Una vez despegada la etiqueta de reenvío, pude ver un matasellos ilegible. Dentro del sobre venían un cheque por valor de cien mil yenes, un papel con el nombre de la mujer y su dirección, y la fotografía en blanco y negro de un rebaño de carneros.

Recogí la carta de mi buzón al salir de casa, y la leí en la oficina. Era el mismo papel, ligeramente verduzco, de ocasiones anteriores. El cheque procedía de un banco de Sapporo. De modo que el Ratón había pasado a la isla de Hokkaidō.

La descripción que hacía de los aludes no me ayudaba, por cierto, a imaginarlos; pero, como el mismo Ratón decía en su carta, la había escrito con absoluta sinceridad. Y, además, nadie envía cheques de cien mil yenes por pura broma.

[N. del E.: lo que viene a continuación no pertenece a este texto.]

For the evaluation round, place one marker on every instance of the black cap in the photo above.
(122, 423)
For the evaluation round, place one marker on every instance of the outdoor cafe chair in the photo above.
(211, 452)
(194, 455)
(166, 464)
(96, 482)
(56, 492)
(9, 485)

Abrí el cajón de mi mesa y metí dentro el sobre con todo su contenido.

Tal vez en parte porque las relaciones con mi mujer iban de mal en peor, aquella primavera no me resultaba alegre. Hacía ya cuatro días que mi mujer no aparecía por casa. La leche que había en el frigorífico despedía mal olor, y el gato andaba siempre hambriento. El cepillo de dientes de mi mujer se había secado en el lavabo y parecía un fósil apergaminado. Un vago sol primaveral iluminaba tenuemente la escena. Los rayos del sol, al menos, son gratis.

Un prolongado callejón sin salida… Tal vez mi mujer tuviera razón.